Assuming your setup is secure, when you give GenAI access to larger and larger datasets—combining public data, material nonpublic information that GenAI accesses from your company and/or personal data (e.g., internal reports, calendar details, meeting notes, etc.) and proprietary vendor data (e.g., engagement analytics)—the AI becomes more powerful and useful. All of this information creates a highly actionable data lake from which GenAI can extract strategic information. In the context of IR, this could mean prompting GenAI for things like:
Ways to target new investors (with GenAI analyzing engagement data, identifying potential investors/contact info, drafting outreach, etc.).
Analyst meeting prep (summarizing interaction histories, synthesizing recent reports and social posts, pulling bios into a prep document, etc.).
Earnings call preparation (suggesting the top 10 likely questions from analysts based on previous transcripts, reports and news articles, etc.).
Ways to stay ahead of the curve (with AI bringing to the fore “Tasks for the Week,” “Top 5 Ways to Increase Our Company’s Valuation,” “Analysis of Our Stock Price Drivers” and so on).
And a lot more exciting possibilities.
Staying Future-Ready
Many businesses today are seeing the fruits of GenAI; a recent Harvard study showed a 40% performance boost among enterprise workers with GPT-4.

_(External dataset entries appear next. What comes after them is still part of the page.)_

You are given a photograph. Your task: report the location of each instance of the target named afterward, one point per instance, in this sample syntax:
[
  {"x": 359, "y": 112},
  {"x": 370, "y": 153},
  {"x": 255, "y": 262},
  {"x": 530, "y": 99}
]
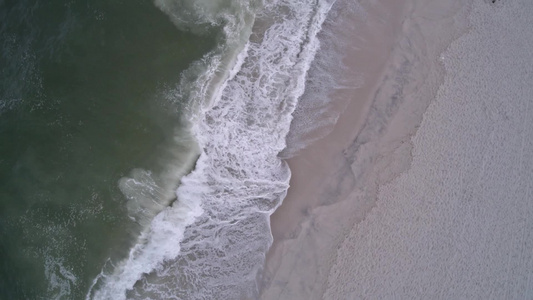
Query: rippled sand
[{"x": 423, "y": 189}]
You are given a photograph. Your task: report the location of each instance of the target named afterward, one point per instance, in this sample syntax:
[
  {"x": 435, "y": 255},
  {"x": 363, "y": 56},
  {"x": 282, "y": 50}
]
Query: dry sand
[{"x": 380, "y": 210}]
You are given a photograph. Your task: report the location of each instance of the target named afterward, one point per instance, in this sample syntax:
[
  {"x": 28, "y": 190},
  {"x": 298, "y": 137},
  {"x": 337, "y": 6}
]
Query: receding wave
[{"x": 208, "y": 238}]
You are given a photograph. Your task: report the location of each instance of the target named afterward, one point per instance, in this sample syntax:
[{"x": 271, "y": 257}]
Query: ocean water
[{"x": 139, "y": 143}]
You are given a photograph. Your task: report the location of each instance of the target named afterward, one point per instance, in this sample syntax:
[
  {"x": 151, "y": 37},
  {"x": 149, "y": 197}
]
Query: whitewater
[{"x": 207, "y": 237}]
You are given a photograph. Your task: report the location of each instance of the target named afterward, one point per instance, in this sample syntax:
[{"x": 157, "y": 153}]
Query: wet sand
[{"x": 399, "y": 202}]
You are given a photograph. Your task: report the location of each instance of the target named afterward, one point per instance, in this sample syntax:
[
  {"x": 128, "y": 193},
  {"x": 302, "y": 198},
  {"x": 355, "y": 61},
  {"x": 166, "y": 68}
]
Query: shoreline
[{"x": 334, "y": 182}]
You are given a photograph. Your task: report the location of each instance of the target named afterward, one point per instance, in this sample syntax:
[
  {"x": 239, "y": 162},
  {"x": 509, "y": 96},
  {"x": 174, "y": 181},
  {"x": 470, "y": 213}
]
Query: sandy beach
[{"x": 422, "y": 188}]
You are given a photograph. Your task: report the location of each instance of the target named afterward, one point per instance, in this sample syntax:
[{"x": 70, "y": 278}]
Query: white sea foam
[{"x": 210, "y": 244}]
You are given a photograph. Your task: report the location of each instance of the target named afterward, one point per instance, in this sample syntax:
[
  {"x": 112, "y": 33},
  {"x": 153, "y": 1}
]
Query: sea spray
[
  {"x": 150, "y": 193},
  {"x": 211, "y": 243}
]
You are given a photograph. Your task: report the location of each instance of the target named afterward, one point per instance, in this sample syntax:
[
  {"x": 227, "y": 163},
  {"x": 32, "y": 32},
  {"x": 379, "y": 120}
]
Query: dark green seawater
[{"x": 82, "y": 103}]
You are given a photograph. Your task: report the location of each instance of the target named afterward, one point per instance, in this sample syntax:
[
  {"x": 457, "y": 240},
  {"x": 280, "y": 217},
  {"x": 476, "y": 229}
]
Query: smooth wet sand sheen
[{"x": 419, "y": 204}]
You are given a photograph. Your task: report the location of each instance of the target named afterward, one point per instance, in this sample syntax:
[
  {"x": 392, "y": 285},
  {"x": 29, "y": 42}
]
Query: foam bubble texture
[{"x": 210, "y": 244}]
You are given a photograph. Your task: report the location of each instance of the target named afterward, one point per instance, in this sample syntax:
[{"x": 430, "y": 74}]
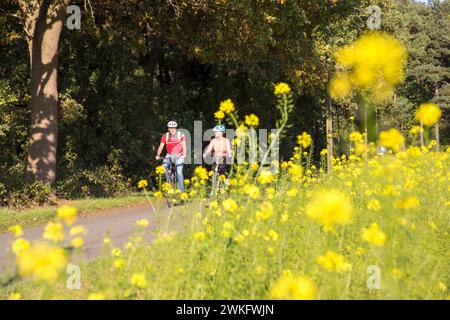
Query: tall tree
[{"x": 42, "y": 25}]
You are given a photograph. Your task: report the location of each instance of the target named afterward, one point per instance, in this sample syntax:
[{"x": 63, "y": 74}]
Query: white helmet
[{"x": 172, "y": 124}]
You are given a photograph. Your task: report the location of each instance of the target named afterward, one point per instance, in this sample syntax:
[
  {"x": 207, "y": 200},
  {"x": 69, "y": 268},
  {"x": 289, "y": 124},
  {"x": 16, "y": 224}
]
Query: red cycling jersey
[{"x": 173, "y": 143}]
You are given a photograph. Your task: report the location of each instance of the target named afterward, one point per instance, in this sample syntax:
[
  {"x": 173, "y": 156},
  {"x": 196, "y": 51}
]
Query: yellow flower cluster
[
  {"x": 374, "y": 63},
  {"x": 142, "y": 184},
  {"x": 392, "y": 139},
  {"x": 304, "y": 140},
  {"x": 41, "y": 261},
  {"x": 227, "y": 106},
  {"x": 330, "y": 208},
  {"x": 374, "y": 235},
  {"x": 334, "y": 262},
  {"x": 252, "y": 120},
  {"x": 428, "y": 114},
  {"x": 282, "y": 88},
  {"x": 289, "y": 287}
]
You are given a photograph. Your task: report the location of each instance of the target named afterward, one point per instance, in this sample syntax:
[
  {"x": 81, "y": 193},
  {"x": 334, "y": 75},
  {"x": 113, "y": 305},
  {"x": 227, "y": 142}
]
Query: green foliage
[{"x": 131, "y": 67}]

There are more benefits to come. In its predictions for 2024, Gartner stated that “every strategic conversation needs to include GenAI.” This is prescient and absolutely correct.
There’s an inevitable and impending separation coming between those businesses that don’t use GenAI (or don’t use it to its potential) and those that do: thinking outside the box to apply it effectively, consultatively and strategically. When you use GenAI in that way, you’re in the best position to tackle important challenges, create opportunities and drive meaningful results. Then, you’ve truly entered the Age of GenAI Enlightenment.